The bill would require unions and labour organizations to publicly disclose the details of their spending, including how much they spend on political activities.

Allowing the government to shut down debate on private member’s bills like C-377 would violate the basic principles of how the Senate operates, Housakos said in his ruling Friday.

He cited one of his predecessors, Noel Kinsella, who ruled two years ago that the government couldn’t shut down debate on a motion to suspend senators Mike Duffy, Patrick Brazeau and Pamela Wallin.

Allowing such an act would be an overreach of the governing side’s power and would have a “profound effect” on the Senate’s operations, Kinsella said at the time.

Seconds after Housakos delivered his ruling, Carignan announced he wanted to appeal to the Senate as a whole, which can overrule a Speaker’s decision.
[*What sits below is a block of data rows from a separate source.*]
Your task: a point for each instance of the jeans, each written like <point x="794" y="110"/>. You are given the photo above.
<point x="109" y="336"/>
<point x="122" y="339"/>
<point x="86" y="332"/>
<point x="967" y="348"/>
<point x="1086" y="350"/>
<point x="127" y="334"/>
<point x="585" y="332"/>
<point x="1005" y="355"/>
Carignan won by a vote of 32-17.

Housakos and Sen. Diane Bellemare were the only Conservatives to vote in favour of the ruling, with Bellemare receiving a round of applause from Liberals when she cast her vote.

Five more Conservatives abstained from Friday’s vote: Raynell Andreychuk, deputy Speaker Nicole Eaton, John Wallace, Linda Frum and Vern White.

The Opposition Liberals had worried the Conservatives would use their majority in the Senate to force a final vote on C-377 and pass it despite opposition, including from seven provinces who feel the bill is unconstitutional.

“When they can’t win according to the rules, they change the rules,” said Senate Liberal leader James Cowan.

“What we’re doing is allowing the government to do indirectly what it cannot do directly.”

The Liberals in the Senate had planned to filibuster the bill deep into the summer to prevent a final vote.

Conservative Sen. Don Plett told the Liberals it was “simply undemocratic” to hold up a bill “through procedural tricks simply because you disagree with the bill,” a comment that caused an uproar on the Liberal benches.

Housakos urged his colleagues to stay calm.

“Let’s get a grip here and let’s remain civilized,” he pleaded. “Let’s keep the decorum at a high level.”

It was exactly two years ago Friday that the Senate gutted C-377 at third reading.

The amended bill returned to the House of Commons, but MPs never had a chance to review the changes: The government prorogued Parliament, which sent the bill back to first reading in the Senate.